I’ve recently published a paper with a colleague Dr Rebecca Siddle for a special edition of Assessment and Evaluation in Higher Education, The paper explored the impact of ‘no-engagement’ alerts for identifying students in need of further support and contrasted it with using background characteristics. In this paper, we used widening participation status as a proxy for poorer socio-economic background. The essence of the paper is that:
- Learning analytics is an effective way to target learners in need of further support. The ‘no-engagement’ alerts were effective at providing early warnings. As students generated more alerts they were both less likely to progress to the next year and less likely to achieve higher grades.

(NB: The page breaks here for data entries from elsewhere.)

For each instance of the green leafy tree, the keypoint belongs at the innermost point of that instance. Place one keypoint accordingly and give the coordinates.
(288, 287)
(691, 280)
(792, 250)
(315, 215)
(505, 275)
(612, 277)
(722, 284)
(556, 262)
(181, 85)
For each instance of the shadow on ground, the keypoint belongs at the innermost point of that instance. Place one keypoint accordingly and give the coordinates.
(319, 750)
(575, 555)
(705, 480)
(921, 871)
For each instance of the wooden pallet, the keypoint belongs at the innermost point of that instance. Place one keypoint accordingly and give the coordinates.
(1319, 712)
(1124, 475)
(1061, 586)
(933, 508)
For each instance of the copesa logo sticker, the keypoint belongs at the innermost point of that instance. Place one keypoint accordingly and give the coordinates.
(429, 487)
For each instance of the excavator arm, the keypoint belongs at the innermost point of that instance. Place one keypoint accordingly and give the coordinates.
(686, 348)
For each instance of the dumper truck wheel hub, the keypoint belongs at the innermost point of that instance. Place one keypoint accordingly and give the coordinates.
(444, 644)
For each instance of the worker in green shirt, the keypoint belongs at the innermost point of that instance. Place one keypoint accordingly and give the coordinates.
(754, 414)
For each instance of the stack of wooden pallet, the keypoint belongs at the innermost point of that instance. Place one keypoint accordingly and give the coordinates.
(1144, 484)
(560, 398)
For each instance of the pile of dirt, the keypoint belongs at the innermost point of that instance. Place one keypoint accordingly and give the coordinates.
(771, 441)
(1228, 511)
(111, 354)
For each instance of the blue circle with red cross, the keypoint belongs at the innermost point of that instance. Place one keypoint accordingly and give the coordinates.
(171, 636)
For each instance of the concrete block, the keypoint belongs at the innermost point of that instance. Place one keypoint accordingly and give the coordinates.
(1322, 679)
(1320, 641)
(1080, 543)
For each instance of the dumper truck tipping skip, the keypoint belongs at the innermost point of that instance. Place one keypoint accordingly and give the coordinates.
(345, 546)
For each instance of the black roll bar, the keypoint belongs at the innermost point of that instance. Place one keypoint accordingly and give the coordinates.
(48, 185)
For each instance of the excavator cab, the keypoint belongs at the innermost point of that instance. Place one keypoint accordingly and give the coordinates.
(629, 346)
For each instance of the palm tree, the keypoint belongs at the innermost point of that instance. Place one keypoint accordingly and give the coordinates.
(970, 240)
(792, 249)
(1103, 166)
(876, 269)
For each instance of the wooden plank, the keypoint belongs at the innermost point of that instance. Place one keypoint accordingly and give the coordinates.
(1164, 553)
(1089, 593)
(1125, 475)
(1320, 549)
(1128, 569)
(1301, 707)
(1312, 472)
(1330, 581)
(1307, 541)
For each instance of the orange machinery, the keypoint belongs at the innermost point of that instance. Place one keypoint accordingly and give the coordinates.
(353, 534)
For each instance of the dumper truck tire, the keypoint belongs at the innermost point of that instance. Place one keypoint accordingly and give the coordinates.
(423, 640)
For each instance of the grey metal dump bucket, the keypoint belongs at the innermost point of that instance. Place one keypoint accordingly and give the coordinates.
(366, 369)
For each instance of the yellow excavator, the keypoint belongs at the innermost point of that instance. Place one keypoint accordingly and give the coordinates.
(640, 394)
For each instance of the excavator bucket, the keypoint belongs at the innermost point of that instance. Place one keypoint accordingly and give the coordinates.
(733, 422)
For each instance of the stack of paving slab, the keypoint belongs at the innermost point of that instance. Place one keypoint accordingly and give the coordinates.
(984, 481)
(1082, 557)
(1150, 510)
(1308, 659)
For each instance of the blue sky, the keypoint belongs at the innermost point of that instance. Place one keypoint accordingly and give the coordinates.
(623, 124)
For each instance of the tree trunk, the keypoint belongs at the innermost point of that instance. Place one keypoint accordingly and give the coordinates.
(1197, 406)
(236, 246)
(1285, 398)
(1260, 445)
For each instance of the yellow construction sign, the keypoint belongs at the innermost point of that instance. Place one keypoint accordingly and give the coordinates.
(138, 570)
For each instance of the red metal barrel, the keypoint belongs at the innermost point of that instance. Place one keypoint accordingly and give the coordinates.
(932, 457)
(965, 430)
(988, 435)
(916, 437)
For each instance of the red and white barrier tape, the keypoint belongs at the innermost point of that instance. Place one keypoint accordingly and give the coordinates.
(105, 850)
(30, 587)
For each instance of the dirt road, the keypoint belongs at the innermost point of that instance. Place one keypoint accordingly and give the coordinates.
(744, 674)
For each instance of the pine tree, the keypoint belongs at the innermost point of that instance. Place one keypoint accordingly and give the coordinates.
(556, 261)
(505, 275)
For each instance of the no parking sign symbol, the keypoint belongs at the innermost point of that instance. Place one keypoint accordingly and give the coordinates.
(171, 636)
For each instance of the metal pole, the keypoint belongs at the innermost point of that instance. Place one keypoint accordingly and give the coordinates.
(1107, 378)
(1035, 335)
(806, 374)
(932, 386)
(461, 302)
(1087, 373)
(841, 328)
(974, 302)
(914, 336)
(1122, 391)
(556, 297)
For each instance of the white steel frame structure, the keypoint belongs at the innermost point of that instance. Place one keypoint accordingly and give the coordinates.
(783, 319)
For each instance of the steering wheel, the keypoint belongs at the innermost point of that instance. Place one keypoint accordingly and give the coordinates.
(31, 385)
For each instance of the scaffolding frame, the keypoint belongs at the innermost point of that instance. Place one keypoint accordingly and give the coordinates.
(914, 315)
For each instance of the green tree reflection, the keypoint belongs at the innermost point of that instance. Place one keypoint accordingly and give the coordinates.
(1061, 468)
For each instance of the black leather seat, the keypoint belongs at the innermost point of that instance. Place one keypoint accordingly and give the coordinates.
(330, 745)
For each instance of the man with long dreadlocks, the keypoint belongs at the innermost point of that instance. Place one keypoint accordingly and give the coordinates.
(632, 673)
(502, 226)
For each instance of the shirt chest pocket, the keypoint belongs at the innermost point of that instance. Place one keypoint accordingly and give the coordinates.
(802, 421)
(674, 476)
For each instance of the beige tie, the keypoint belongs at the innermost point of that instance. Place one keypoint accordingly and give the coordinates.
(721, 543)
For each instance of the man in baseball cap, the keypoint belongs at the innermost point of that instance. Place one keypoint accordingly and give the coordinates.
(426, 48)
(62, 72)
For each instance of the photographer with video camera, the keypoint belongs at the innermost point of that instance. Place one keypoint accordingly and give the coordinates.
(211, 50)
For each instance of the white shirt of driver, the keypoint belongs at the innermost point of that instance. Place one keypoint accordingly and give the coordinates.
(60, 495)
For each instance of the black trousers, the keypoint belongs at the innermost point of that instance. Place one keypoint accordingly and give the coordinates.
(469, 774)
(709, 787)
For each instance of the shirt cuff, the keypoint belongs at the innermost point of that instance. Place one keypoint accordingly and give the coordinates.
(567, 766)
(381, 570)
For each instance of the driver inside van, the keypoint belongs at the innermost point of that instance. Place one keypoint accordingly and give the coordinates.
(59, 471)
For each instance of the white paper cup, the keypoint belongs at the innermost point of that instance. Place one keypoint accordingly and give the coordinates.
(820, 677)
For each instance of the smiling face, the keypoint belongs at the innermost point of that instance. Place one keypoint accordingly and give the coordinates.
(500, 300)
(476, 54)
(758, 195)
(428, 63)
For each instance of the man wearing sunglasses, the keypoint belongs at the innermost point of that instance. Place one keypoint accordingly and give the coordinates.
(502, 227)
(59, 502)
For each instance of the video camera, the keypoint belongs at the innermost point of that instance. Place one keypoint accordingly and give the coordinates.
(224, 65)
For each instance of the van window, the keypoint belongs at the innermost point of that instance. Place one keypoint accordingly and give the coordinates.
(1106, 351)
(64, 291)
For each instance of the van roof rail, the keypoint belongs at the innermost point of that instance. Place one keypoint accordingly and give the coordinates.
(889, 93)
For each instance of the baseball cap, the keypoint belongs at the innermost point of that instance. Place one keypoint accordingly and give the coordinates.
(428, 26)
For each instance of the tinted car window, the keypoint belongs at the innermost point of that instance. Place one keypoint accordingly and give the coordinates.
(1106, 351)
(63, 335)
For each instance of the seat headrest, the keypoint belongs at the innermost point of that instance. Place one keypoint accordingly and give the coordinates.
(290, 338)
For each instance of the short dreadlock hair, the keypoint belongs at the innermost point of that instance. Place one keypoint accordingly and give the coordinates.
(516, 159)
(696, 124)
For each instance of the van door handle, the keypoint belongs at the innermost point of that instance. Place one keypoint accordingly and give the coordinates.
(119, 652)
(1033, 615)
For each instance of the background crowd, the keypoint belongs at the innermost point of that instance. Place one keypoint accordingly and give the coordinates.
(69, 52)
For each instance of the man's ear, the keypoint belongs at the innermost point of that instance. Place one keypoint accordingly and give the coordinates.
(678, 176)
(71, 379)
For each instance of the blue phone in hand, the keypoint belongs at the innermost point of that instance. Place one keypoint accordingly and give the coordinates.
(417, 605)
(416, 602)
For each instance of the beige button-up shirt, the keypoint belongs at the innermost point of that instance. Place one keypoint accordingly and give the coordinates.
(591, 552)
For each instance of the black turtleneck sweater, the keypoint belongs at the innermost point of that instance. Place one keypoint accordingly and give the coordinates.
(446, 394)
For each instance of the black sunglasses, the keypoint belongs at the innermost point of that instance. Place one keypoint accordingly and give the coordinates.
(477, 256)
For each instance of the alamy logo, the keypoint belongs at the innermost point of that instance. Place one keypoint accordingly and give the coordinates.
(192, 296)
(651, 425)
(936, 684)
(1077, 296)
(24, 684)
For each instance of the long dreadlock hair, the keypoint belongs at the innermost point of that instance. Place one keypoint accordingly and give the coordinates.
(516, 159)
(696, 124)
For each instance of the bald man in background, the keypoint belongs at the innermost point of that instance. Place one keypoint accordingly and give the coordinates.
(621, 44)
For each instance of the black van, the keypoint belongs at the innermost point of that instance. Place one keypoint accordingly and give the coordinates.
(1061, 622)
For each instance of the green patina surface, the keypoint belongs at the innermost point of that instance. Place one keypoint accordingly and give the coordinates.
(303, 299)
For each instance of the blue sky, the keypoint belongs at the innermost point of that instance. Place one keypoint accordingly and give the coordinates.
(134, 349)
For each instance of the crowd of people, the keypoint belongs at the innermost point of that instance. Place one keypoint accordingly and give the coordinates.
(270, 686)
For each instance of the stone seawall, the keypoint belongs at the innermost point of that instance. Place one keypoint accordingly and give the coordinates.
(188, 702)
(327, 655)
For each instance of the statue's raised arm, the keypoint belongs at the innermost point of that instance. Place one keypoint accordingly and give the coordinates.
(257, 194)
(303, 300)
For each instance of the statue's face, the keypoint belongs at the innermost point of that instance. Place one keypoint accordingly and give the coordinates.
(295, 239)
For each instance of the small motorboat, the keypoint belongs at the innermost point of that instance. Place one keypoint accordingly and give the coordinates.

- We don’t use socio-economic factors in our core algorithm, nonetheless, students from disadvantaged backgrounds were still more likely to be identified because they engaged less with academic activities.
- The ‘no-engagement’ alerts are more efficient at identifying students at risk than background characteristics. If we base alerts on WP status, we will generate lots of false positive alerts (about three for every student we successfully identify as being at risk). However, if we use ‘no-engagement’ alerts we generate less than one false positive alert for every accurate alert raised.
We took a strong view when we first started using learning analytics that demographics shouldn’t be in the algorithm for deciding risk. I still feel that’s the right approach, the role of background in algorithms is rightly a cause for concern. We didn’t include the following graph in the paper (for lack of space), but I think it helps make an important point. On average, Widening Participation students had a lower average engagement rating than their peers. But if you look at the two bars, WP students engagement is bifurcated, pushed to the extremes, they are both more likely to be highly-engaged and lowly-engaged than their peers (*1). Targeting students using background would target both sections of the WP cohort.
There’s room for considering strategies for targeting within cohorts of historically disadvantaged groups, but we remain concerned about adding background into algorithms.
Ed Foster & Rebecca Siddle (2019) The effectiveness of learning analytics for identifying at-risk students in higher education, Assessment & Evaluation in Higher Education, DOI: 10.1080/02602938.2019.1682118
(*1) We see the same pattern in most groups with poorer attainment. The one exception is male students who are just less engaged on average than their female peers.